There are a number of diseases associated with increasing intensity of production and concentration of animals on limited space. Many of them pose a threat to human health; industrial and intensive forms of animal production may be a breeding ground for emerging diseases (Nippah, BSE, Avian Flu), with unknown consequences. Intensive animal production can also amplify a number of potential human pathogens increasing the risk to public health. Large scale production especially pigs can result in environmental pollution due to the large quantities of waste products (effluent) produced and if released, untreated, into waterways, on soil used for agriculture or leaching into subterranean water supplies. While animal manure is likely to harbour a variety of pathogens, few have been identified with a zoonotic potential (Barwick et al., 2000). In addition, effluent consists of faeces, urine, unconsumed feed and waste water and can contain heavy metals (e.g. copper, zinc, chromium and arsenic), antibiotics, antimicrobials and possibly hormones used to improve efficiency of food conversion, growth and reproduction.

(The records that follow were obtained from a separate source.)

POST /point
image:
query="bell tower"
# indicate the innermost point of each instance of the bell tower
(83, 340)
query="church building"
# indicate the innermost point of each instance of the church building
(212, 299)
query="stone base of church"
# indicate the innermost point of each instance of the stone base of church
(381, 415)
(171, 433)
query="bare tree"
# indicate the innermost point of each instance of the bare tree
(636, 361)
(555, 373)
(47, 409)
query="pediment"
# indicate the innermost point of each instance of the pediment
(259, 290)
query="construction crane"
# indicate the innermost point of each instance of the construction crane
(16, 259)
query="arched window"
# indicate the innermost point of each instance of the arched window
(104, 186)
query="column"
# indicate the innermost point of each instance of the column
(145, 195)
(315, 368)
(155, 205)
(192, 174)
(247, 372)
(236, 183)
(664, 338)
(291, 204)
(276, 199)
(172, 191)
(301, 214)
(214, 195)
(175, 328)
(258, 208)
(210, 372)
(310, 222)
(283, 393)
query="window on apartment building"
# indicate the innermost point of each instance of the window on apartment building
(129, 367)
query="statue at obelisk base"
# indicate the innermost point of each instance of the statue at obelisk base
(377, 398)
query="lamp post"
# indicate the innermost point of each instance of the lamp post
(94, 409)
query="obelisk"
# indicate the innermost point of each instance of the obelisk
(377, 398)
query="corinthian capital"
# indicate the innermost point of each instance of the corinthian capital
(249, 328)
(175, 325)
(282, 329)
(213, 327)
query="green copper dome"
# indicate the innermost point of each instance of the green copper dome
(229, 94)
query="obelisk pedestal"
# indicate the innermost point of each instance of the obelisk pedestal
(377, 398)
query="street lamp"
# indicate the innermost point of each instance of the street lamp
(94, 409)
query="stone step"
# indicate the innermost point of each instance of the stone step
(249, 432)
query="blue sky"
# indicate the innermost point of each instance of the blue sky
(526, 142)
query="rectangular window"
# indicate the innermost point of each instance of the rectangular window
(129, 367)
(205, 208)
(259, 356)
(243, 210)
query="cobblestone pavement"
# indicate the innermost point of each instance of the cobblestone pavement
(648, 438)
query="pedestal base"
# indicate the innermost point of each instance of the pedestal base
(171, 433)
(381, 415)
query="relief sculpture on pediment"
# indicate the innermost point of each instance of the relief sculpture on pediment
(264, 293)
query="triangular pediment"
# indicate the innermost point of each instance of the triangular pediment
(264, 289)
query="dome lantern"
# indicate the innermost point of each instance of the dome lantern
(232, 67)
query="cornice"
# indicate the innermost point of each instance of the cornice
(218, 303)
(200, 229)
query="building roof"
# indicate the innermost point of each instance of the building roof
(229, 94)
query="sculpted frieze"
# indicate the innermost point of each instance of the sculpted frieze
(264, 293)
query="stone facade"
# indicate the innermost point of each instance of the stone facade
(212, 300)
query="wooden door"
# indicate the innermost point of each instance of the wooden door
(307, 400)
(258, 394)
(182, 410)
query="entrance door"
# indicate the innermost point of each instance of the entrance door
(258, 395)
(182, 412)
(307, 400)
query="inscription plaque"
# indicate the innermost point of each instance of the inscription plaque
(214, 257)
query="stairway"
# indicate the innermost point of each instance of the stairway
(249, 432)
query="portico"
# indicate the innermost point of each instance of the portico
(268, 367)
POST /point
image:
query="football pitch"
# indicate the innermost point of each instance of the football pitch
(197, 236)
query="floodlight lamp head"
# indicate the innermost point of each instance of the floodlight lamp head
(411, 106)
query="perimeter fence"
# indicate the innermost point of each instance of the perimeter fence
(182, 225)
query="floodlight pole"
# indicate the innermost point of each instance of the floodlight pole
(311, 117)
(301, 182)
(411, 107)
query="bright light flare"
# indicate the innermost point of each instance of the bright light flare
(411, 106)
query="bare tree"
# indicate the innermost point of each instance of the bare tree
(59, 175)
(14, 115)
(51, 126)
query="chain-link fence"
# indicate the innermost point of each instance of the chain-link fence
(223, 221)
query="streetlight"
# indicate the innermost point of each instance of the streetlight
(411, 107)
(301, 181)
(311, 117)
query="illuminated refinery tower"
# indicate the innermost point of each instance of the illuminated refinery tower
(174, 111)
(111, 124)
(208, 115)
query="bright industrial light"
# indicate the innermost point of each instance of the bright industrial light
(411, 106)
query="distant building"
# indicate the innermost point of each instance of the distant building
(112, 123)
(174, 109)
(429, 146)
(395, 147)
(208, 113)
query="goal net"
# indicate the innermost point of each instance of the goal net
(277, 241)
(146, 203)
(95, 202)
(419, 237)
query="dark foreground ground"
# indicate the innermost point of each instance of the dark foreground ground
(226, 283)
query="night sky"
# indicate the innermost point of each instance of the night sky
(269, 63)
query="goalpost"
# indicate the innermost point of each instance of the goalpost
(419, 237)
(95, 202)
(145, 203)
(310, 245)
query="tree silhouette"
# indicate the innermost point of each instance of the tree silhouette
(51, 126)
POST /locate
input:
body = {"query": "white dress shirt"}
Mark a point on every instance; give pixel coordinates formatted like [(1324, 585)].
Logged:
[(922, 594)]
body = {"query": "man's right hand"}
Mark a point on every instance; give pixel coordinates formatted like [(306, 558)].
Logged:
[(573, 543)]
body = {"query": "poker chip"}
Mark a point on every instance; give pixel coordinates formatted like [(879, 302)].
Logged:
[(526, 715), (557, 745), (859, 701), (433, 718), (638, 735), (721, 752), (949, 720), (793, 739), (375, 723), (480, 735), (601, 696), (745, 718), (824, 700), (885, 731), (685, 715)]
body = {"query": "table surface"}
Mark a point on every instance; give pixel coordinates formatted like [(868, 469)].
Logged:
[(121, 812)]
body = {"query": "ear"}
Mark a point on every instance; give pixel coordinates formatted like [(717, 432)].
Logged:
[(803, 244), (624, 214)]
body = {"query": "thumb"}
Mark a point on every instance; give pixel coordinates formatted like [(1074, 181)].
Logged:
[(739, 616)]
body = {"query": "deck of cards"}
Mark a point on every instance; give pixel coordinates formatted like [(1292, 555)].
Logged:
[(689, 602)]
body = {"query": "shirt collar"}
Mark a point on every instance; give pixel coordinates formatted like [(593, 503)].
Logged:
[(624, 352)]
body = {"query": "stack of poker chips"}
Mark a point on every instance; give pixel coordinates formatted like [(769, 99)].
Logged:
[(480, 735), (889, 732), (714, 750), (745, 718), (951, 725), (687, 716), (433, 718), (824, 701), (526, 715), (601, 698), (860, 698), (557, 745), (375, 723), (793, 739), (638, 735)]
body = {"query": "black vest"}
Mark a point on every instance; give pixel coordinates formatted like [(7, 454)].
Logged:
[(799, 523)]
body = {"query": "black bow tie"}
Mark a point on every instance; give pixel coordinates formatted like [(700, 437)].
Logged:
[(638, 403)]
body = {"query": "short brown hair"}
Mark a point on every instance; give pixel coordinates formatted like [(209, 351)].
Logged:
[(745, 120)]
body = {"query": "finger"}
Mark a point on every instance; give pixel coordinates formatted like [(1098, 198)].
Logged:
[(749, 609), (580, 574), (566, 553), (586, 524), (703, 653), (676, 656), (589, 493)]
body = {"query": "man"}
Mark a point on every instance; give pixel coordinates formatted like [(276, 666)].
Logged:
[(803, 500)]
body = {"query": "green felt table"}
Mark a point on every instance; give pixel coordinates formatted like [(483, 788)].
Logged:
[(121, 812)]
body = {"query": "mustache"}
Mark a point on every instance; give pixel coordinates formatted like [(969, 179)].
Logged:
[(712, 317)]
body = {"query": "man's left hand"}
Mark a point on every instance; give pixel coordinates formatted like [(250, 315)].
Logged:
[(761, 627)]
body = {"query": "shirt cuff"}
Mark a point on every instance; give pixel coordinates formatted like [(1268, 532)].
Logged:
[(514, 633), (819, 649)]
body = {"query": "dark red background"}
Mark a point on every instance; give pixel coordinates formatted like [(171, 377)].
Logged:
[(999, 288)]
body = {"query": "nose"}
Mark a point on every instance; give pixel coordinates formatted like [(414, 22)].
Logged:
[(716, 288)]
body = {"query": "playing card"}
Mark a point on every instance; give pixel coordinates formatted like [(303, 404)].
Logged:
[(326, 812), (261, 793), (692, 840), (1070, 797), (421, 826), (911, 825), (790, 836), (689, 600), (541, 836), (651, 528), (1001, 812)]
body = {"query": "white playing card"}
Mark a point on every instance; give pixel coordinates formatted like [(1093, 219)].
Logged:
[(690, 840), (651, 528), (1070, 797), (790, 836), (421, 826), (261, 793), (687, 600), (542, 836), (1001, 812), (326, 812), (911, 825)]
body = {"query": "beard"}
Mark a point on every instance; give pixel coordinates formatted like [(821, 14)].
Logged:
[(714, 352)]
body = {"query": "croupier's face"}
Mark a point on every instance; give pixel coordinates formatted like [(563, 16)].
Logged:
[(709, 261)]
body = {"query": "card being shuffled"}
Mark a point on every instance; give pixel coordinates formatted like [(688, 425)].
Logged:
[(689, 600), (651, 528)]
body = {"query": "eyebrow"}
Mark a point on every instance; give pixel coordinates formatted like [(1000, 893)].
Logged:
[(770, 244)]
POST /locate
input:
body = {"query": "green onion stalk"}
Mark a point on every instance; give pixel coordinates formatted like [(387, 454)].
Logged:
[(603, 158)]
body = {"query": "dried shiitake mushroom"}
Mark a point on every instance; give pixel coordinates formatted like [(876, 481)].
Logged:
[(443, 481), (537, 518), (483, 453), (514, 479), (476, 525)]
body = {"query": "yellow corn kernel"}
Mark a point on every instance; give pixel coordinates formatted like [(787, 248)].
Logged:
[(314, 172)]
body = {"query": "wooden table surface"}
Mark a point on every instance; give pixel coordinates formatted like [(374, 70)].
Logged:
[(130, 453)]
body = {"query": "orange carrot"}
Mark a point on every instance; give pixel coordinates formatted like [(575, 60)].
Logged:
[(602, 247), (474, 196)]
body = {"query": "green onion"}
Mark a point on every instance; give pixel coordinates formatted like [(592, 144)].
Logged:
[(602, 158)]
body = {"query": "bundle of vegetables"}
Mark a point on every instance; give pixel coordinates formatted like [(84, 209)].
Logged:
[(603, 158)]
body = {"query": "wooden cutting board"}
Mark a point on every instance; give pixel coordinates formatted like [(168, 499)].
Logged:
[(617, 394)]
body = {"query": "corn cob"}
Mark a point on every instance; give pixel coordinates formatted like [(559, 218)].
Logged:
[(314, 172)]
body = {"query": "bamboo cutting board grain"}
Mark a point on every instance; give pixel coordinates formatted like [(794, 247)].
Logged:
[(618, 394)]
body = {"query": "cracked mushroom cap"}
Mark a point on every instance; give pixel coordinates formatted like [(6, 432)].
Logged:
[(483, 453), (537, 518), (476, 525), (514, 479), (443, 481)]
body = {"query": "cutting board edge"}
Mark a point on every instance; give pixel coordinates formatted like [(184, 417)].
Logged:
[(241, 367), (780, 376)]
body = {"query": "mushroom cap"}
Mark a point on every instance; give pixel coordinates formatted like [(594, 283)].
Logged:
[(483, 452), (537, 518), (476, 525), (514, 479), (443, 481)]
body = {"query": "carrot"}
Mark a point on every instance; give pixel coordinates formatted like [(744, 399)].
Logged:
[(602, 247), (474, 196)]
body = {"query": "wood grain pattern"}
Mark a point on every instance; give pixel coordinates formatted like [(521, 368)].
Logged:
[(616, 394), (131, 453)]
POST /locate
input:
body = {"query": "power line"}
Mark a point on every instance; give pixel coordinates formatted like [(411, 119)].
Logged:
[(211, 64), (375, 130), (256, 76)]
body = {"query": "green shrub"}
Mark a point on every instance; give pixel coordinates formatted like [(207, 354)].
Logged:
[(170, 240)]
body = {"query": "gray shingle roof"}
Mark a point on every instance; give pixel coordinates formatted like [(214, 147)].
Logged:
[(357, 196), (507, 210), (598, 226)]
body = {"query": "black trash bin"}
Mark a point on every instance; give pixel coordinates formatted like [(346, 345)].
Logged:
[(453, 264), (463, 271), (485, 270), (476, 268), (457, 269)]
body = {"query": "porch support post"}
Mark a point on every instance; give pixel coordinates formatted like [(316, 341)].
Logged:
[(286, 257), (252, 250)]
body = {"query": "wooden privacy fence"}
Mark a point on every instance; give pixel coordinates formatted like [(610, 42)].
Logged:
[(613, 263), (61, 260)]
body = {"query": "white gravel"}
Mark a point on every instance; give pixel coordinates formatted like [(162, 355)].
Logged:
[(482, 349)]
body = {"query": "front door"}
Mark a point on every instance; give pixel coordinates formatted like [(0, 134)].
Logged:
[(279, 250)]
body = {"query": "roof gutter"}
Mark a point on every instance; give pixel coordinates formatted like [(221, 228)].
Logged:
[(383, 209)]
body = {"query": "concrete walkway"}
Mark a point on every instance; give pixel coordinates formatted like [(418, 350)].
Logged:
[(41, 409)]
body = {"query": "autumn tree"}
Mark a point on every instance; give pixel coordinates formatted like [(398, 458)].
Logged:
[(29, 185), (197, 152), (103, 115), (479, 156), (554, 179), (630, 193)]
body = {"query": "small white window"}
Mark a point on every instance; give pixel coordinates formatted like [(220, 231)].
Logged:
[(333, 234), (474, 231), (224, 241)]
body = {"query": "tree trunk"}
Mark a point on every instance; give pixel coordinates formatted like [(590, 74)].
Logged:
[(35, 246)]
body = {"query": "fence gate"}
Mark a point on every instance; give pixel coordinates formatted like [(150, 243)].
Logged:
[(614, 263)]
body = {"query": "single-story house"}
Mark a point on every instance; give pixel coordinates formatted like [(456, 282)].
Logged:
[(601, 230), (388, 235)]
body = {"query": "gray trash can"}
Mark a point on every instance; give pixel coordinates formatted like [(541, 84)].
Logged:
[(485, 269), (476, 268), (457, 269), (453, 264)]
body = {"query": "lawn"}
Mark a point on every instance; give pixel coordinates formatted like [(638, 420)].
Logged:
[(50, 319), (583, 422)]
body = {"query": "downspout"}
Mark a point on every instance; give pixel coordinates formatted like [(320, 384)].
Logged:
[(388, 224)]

Medium and small-scale livestock production also have a potential to contribute to the to animal and human health by virtue of harbouring these pathogens. In developing countries small scale (family farms) often result in close human/animal contact as well as frequent movement of both humans and animals between farms. In many situations animals are kept in and around human dwellings especially pigs and poultry, thus creating a high risk for direct transfer of pathogens from animals to humans. The risk to both animal and man might be worsen by the fact veterinary services are often minimal or do not exist and therefore animals may not be routinely treated for pathogens such as internal parasites that can affect humans, or vaccinated against common zoonoses e.g. Brucellosis or Leptospirosis.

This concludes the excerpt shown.